2) Russell Pearce loses for the 2nd time.

The only thing sweeter than watching former state Senate President Russell Pearce being ripped from power during his 2011 recall was witnessing his defeat this August at the hands of fellow Republican Bob Worsley in the Legislative District 25 GOP primary for state Senate. Worsley bested Pearce by almost the same double-digit margin that Jerry Lewis beat him by in 2011. In doing so, Worsley ended the myth that Pearce only lost the first time because of the recall's open-primary-like election, and he gave me the pleasure of being able to call Pearce a "two-time loser," whenever I write about him. Thanks, Bob!

1) Redistricting.

It's tough to overestimate the importance of the Arizona Independent Redistricting Commission's final congressional and legislative maps, which were approved by commissioners in January. The AIRC redrew congressional and legislative districts in such a way as to make the Arizona's overall political landscape more competitive. The results? A 5-4 Democrat to Republican split in the state's U.S. House delegation, an end to the GOP's super-majority in the state legislature, and the booting of some of the crazier members of the GOP's legislative ranks. Of course, some are not happy about the purpling of AZ, so the AIRC is being sued up the wazoo in state and federal court.
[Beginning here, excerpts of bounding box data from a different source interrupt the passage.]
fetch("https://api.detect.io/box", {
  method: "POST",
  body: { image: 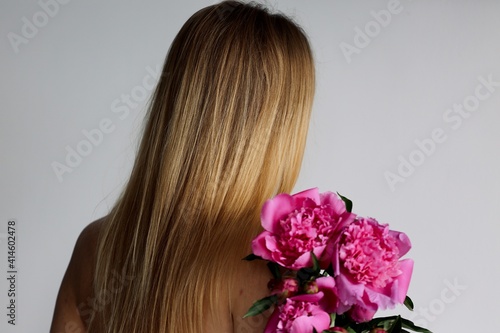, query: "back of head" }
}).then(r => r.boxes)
[92,1,314,332]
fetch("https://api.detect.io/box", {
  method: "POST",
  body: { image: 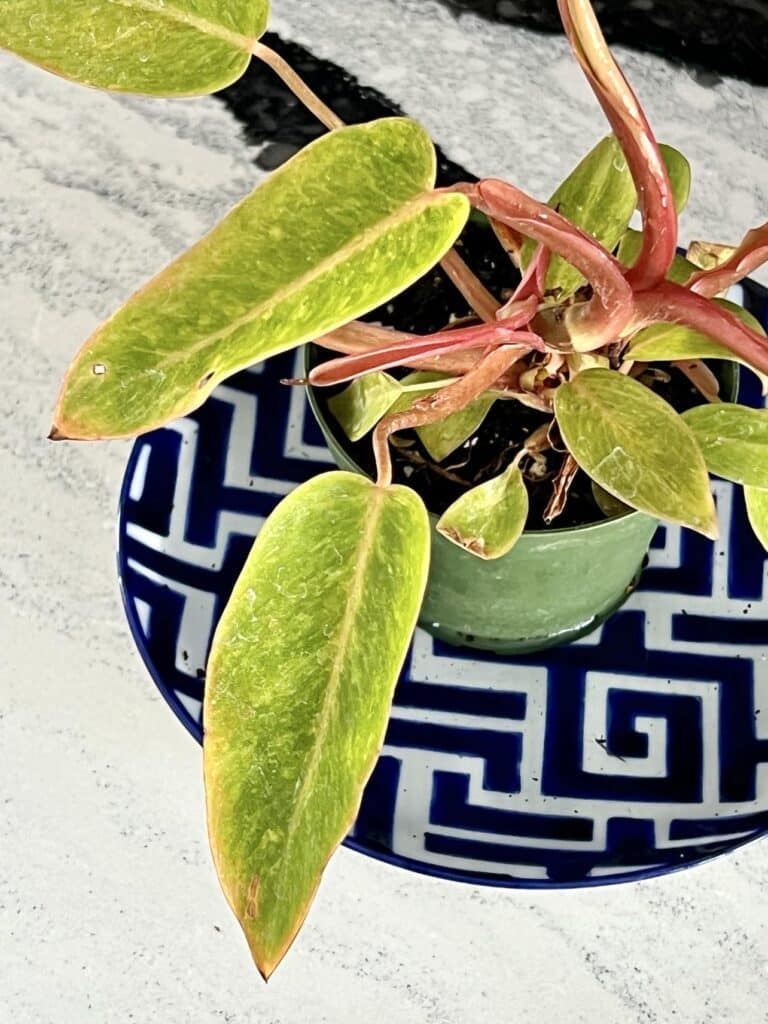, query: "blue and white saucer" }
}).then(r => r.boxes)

Republicans, they just can't stand a fair fight.

Bonus item: The ending of TUSD's Mexican American Studies program.

In January, the Tucson Unified School District bowed to pressure from state Schools Superintendent John Huppenthal and ended the district's unfairly maligned (by wing-nuts, that is) Mexican American Studies Program. Almost a year later, there's hope in the form of a desegregation plan pending before a federal judge, which could bring the successful program back. If that happens, the right-wingers, who believe history belongs to whitey, will have to go pound sand. And that would be a beautiful thing to behold.

With that, I'm off to imbibe heavily pending the singing of Auld Lang Syne come midnight. Happy New Year to all. Let's set out minds to kicking more racist redneck ass in 2013 than we did in 2012.